If the answer does not have sources it won't get automatically deleted. It will just get post notice encouraging other users to edit and improve it. If you do not have time for adding sources then why should not other members of community step in and add those? The post notice does not automatically marks the answer for deletion and the answer is still able to receive upvotes.
Next, you talk about enforcing, but let me stress again nobody forces you to add those sources. You won't get banned for not adding sources. Your question won't get deleted, by moderators (but could be by community or Roomba if it gets too many low quality flags).
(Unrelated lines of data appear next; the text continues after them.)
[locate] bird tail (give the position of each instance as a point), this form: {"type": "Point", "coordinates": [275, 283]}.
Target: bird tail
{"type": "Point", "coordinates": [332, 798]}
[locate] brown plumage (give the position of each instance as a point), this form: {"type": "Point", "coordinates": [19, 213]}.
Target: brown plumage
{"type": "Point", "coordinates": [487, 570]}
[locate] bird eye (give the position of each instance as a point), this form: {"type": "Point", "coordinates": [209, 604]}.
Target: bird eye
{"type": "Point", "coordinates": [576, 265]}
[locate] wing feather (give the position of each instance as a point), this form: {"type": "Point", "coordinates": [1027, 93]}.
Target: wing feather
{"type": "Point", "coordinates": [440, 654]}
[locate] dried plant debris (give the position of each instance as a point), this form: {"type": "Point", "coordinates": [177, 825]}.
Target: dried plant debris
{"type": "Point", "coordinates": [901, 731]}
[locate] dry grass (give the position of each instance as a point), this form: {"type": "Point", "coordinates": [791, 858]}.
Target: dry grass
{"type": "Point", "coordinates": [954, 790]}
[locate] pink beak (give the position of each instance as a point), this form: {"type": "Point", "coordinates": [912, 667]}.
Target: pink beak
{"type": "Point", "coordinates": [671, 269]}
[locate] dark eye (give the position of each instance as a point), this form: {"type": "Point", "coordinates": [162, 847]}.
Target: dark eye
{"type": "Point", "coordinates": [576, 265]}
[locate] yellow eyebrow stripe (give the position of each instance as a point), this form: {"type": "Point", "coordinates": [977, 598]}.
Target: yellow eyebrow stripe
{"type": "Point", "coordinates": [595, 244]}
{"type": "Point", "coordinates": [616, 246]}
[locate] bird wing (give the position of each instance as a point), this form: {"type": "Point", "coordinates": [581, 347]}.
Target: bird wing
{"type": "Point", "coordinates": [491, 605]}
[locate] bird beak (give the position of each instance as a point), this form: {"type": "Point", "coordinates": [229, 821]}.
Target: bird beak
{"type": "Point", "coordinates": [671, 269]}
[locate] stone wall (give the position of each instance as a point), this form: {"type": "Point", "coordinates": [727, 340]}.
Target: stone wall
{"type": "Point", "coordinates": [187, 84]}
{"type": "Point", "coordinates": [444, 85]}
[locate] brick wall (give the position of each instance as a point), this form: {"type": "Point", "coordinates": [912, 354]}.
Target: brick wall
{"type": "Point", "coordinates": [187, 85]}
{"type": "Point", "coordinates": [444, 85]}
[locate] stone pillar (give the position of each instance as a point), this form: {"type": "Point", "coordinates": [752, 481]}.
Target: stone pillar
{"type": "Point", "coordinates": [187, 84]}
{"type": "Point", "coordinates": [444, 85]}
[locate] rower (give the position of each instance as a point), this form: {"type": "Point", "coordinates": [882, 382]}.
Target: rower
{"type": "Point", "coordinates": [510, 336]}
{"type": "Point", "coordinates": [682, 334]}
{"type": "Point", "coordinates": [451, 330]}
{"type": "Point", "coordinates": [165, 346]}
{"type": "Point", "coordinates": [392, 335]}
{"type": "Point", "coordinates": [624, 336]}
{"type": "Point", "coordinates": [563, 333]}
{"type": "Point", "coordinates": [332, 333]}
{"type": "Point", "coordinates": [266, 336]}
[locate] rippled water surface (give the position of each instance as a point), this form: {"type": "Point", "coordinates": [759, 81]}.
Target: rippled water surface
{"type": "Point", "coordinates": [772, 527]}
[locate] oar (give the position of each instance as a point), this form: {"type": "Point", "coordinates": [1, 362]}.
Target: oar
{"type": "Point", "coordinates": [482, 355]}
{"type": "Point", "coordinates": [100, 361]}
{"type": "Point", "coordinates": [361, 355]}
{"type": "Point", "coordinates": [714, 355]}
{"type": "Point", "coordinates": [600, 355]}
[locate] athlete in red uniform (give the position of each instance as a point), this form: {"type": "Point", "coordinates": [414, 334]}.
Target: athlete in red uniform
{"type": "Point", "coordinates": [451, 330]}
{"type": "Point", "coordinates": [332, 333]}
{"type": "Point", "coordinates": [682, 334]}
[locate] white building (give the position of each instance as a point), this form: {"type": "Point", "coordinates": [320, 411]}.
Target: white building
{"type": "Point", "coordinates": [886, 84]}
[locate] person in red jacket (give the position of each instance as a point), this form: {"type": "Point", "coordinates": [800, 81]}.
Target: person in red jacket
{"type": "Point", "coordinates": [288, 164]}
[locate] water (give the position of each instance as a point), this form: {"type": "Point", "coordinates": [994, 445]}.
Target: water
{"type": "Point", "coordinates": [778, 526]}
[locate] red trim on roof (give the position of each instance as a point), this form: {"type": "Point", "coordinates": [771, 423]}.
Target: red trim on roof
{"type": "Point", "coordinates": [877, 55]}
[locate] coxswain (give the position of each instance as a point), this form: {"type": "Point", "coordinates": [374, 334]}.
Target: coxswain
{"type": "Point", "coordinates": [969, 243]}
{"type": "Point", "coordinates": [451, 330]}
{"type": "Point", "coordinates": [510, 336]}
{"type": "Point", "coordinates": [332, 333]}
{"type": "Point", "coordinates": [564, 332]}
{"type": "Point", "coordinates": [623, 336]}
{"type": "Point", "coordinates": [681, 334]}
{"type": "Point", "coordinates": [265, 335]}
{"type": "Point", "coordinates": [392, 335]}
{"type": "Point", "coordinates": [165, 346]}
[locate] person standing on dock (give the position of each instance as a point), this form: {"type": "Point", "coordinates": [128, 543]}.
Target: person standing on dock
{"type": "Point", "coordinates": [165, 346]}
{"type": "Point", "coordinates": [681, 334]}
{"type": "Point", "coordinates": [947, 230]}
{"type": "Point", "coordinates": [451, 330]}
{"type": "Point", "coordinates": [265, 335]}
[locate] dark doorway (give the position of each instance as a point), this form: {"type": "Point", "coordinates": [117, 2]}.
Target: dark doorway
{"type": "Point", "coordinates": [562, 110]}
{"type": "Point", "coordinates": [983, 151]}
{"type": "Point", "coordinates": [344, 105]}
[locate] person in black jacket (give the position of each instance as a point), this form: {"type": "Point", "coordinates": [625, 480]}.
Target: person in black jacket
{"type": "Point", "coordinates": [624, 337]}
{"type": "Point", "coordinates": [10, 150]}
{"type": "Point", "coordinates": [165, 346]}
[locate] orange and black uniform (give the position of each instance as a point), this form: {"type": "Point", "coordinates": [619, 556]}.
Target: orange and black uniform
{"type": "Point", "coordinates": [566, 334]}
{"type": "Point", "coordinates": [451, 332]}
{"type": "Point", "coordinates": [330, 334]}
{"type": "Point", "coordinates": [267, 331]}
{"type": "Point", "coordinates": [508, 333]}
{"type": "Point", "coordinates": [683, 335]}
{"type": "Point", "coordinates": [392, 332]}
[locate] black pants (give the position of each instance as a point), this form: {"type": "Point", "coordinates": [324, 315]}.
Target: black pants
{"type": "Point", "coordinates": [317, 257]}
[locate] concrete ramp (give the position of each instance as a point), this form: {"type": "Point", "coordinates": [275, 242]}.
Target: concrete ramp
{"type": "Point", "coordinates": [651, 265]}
I would hardly call this 'enforcement'.
There are also no cease and desist notices. The notices and comments encourage you to edit answer, in none of the comments or notices is there any mention or even insinuation you should not attempt to answer the question.
Notices like these are common across all science stacks. Just take a peak at History.SE where they not just use the notice but also actually enforce it by closing or deleting the answers outright by moderators (here your answer will not be deleted at all except if by users).
Next, the notices are encouraging not discouraging, they encourage you to improve the answer by adding references. That is why they exist in the first place. We encourage answers that are based on facts, theory, sources and literature in general. This to maintain some minimum standards of the site, every science Stack Exchange I know of has a variant of this, and I dare to say that the way how we handle this on Economics:SE is one of the most light touch approach among science stacks.
In addition, note that we do not require that you make proper academic citation with ISBN etc like Wikipedia does. If you can put a hyperlink to paper, book or article from some credible medium or heck even just to dataset/graph that is generally enough. And this is not required for self contained answer based on some model and so on as mentioned above.